Last updated at: (Beijing Time) Monday, February 03, 2003
War with Iraq 'Unacceptable': Anglican Archbishop
The new Archbishop of Canterbury Rowan Williams said that war against Iraq was unacceptable and would spark humanitarian crisis both in Iraq and other regions of the world, according to an interview published on Sunday by The Sunday Times newspaper.
The new Archbishop of Canterbury Rowan Williams said that war against Iraq was unacceptable and would spark humanitarian crisis both in Iraq and other regions of the world, according to an interview published on Sunday by The Sunday Times newspaper.
In his first newspaper interview since taking office, Williams, leader of the world's 70 million Anglicans, said such a conflict would be "unacceptable" to him as a Christian moralist.

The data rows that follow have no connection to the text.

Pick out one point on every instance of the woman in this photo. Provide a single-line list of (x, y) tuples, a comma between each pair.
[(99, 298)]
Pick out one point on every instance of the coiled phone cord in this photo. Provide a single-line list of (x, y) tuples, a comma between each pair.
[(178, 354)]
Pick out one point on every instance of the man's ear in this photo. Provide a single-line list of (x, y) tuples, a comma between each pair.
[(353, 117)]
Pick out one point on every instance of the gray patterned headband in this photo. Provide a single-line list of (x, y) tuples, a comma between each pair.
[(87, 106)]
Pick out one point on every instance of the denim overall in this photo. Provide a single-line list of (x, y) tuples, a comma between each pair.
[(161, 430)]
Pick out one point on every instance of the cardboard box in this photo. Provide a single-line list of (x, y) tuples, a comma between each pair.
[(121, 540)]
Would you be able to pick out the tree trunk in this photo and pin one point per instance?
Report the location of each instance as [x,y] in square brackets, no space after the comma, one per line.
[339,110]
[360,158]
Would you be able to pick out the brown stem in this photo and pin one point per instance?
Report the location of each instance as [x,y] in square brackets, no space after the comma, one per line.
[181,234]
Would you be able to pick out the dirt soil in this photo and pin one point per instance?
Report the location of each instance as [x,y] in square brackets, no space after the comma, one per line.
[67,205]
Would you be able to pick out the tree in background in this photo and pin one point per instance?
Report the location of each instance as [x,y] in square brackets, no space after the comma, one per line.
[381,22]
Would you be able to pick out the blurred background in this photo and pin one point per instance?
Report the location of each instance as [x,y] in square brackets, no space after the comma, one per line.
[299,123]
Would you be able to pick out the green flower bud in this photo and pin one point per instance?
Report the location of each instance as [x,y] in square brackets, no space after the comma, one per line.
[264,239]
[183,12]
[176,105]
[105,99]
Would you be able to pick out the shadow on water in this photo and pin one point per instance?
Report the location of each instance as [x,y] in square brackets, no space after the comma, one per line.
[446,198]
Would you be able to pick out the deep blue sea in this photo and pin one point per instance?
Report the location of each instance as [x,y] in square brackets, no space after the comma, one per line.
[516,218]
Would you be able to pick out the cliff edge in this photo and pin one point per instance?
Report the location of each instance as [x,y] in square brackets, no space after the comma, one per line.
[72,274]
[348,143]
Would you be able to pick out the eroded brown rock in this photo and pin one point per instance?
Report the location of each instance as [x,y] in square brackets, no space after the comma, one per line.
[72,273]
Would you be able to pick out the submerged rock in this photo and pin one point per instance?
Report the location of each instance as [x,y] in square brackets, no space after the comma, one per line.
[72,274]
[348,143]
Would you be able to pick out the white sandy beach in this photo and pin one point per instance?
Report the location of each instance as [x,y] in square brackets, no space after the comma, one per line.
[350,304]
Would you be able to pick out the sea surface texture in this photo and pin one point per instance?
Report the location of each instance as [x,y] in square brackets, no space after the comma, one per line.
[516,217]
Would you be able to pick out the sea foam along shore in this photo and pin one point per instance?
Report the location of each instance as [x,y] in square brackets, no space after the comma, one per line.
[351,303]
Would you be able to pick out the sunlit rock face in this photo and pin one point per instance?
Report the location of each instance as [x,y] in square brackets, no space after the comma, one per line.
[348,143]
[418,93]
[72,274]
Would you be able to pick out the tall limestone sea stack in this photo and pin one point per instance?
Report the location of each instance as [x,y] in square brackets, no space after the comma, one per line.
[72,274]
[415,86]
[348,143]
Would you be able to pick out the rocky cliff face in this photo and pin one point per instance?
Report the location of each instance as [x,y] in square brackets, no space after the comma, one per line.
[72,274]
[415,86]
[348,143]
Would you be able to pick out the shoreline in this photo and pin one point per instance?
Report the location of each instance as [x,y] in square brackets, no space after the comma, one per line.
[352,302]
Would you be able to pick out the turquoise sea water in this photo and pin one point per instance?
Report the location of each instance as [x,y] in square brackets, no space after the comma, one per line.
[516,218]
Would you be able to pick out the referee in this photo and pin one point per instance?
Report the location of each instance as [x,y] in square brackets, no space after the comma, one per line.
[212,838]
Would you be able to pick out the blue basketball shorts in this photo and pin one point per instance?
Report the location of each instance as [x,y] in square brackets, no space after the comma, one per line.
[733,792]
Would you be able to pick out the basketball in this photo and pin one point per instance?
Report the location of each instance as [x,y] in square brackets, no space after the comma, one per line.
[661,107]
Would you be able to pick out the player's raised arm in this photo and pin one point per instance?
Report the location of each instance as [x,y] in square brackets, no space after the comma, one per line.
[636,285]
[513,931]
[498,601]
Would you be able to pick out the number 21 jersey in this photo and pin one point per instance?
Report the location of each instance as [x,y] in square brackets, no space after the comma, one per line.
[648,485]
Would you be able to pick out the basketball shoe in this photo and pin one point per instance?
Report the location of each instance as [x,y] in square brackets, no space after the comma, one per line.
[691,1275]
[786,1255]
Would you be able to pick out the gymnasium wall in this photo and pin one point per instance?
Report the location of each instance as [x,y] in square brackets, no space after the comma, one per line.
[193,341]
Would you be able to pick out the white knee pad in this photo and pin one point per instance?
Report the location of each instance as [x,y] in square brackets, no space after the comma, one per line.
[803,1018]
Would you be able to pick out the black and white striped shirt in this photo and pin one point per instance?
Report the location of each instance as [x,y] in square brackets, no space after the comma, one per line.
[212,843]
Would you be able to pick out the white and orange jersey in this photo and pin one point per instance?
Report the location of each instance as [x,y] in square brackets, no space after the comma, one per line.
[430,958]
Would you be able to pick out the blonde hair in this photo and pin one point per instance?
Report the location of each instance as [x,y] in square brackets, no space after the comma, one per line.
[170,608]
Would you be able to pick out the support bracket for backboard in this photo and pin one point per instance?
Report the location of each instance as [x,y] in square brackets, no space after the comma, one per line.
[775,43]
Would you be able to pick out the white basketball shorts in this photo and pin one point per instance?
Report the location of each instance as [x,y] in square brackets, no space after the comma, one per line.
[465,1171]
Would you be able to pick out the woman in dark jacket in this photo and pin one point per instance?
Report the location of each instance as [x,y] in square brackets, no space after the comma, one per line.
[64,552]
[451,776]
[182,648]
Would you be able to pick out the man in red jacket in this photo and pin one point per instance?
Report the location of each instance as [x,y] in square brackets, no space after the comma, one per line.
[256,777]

Pointing to the resulting instability of Iraq and probable refugee crisis if a war breaks out, Williams said military campaign was no way to deal with country as vulnerable as Iraq.
He also said he would lobby British Prime Minister Tony Blair in a bid to prevent a conflict and would "continue to do so after the outbreak of hostilities."
Williams, due to be enthroned as head of the Anglican church later this month, also doubted Britain's role as a "moral policeman."
"If we take onto ourselves too rapidly the role of moral policeman... we mortgage ourselves to a very long job which might require some uncomfortable examination of the regimes we have supported in the past," he said.
Blair, the firmest US ally on disarming Iraqi President Saddam Hussein by force if necessary, has vowed to join a US-led militarystrike against Iraq even without new UN approval.
Recent opinion polls showed that most Britons were opposed to war without a second UN resolution authorizing military action against Iraq and leaders from the main Christian denominations in Britain had expressed their deep concerns over a possible war in Iraq.